We do not use tracking cookies, advertising cookies, analytics cookies, or any third-party cookies. No cookie data is shared with advertisers or data brokers.

• All data is transmitted over HTTPS/TLS 1.2+.
• Passwords are hashed using bcrypt and never stored in plain text.
• LinkedIn tokens are stored encrypted at rest in Supabase with row-level security (RLS) ensuring users can only access their own data.
• Access to production systems is restricted to authorised personnel only, with MFA enforced.
• We perform regular dependency audits and security reviews.

In the event of a personal data breach that is likely to result in a risk to your rights and freedoms:

• GDPR (Art. 33/34): we will notify the relevant supervisory authority within 72 hours of becoming aware.
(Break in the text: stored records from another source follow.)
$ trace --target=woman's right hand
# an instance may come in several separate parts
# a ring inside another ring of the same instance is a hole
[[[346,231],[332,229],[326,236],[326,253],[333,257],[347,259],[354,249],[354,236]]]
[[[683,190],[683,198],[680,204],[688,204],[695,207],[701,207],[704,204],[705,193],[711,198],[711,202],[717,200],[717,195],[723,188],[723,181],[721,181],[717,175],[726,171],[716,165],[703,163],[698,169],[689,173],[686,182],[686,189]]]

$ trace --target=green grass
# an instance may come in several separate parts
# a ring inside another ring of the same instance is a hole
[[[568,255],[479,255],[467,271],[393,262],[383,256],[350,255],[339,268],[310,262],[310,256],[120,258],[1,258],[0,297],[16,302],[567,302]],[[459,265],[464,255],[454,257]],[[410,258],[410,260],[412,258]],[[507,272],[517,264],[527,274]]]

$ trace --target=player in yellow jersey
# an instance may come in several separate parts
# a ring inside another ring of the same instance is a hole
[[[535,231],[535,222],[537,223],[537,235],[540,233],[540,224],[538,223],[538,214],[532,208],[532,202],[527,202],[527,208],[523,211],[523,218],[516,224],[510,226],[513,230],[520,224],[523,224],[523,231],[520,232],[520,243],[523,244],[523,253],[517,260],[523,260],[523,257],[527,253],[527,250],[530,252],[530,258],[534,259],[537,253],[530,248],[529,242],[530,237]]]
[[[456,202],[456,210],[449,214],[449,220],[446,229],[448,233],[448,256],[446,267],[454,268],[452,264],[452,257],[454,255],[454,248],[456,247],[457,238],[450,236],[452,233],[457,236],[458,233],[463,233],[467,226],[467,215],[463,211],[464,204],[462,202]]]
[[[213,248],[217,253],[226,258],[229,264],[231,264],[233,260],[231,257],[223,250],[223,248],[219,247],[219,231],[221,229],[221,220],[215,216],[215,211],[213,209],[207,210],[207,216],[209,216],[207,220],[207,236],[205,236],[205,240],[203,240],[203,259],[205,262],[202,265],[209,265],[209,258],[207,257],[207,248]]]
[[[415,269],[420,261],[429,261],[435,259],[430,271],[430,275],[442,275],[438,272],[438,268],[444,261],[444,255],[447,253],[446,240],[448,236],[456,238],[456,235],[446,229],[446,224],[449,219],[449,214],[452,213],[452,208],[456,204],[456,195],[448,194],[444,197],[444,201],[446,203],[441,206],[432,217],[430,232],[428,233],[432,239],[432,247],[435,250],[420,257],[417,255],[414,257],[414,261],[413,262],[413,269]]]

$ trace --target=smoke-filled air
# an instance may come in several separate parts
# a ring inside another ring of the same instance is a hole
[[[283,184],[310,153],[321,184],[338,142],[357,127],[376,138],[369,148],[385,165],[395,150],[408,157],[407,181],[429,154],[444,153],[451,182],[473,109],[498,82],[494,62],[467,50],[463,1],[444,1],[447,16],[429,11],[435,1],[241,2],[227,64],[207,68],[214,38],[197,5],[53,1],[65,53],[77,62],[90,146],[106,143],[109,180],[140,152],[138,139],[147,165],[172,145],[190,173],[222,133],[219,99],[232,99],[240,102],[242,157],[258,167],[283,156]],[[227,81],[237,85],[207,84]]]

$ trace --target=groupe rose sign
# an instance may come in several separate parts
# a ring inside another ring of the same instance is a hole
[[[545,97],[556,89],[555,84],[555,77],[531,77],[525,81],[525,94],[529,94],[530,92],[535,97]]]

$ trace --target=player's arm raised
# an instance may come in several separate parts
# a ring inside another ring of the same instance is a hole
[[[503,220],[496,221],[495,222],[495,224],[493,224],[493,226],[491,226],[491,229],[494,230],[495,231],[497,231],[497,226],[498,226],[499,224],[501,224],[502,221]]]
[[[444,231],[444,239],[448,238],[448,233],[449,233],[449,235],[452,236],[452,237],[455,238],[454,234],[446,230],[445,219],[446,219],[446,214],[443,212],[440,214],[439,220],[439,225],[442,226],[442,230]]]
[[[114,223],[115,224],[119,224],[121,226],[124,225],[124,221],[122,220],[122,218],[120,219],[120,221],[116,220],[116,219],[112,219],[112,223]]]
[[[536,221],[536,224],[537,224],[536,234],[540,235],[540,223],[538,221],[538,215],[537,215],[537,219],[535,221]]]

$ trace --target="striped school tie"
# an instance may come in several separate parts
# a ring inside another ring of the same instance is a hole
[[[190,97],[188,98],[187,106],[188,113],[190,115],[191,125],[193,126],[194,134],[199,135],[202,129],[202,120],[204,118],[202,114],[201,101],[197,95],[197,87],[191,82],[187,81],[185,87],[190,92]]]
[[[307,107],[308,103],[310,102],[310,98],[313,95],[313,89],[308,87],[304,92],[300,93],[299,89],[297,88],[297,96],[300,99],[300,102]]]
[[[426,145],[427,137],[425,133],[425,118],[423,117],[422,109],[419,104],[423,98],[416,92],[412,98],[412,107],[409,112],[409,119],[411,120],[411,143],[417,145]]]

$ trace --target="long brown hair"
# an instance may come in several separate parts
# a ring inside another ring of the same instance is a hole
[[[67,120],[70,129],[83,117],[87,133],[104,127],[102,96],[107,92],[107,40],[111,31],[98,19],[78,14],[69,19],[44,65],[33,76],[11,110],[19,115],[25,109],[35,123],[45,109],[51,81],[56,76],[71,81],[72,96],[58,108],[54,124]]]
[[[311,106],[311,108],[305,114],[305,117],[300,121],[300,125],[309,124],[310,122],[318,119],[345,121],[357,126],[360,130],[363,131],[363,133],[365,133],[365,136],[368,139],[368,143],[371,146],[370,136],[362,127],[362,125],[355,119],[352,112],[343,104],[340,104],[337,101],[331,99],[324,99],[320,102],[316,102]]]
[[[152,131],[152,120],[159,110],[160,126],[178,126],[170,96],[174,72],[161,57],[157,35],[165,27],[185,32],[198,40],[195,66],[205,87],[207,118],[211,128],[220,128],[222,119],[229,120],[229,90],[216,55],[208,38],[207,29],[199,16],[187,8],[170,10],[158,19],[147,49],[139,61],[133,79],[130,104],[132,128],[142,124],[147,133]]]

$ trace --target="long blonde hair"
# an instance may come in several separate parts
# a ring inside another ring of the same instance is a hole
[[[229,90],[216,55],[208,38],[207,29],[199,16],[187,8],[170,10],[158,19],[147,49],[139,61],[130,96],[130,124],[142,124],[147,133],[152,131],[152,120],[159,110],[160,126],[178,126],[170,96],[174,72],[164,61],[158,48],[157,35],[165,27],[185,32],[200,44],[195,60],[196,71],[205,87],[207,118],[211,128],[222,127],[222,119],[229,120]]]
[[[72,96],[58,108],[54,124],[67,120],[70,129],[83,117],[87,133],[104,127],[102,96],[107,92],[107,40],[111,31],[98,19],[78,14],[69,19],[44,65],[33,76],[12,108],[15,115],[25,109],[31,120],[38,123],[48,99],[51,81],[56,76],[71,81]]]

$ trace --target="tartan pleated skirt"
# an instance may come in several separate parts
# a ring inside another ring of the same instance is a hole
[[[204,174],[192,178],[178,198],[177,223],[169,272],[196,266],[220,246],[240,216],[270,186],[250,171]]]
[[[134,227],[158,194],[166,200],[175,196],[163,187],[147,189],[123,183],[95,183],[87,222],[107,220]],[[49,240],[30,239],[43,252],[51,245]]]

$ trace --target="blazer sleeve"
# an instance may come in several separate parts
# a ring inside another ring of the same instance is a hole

We will notify affected individuals without undue delay if the breach is likely to result in a high risk.
• DPDP Act: we will notify the Data Protection Board of India and affected Data Principals in the manner and within the timeframe prescribed by the Central Government.

To report a suspected breach or security vulnerability, contact security@founderskies.com.

We do not make any automated decisions that produce legal or similarly significant effects about you (GDPR Art. 22). AI-generated content is a tool for your use — you review and approve every post before it is published.

We may update this policy as our service evolves or legal requirements change. For material changes, we will notify you by email or a prominent in-app notice at least 14 days before the change takes effect. The “Last updated” date at the top will always reflect the current version. Continued use of the service after the effective date constitutes acceptance.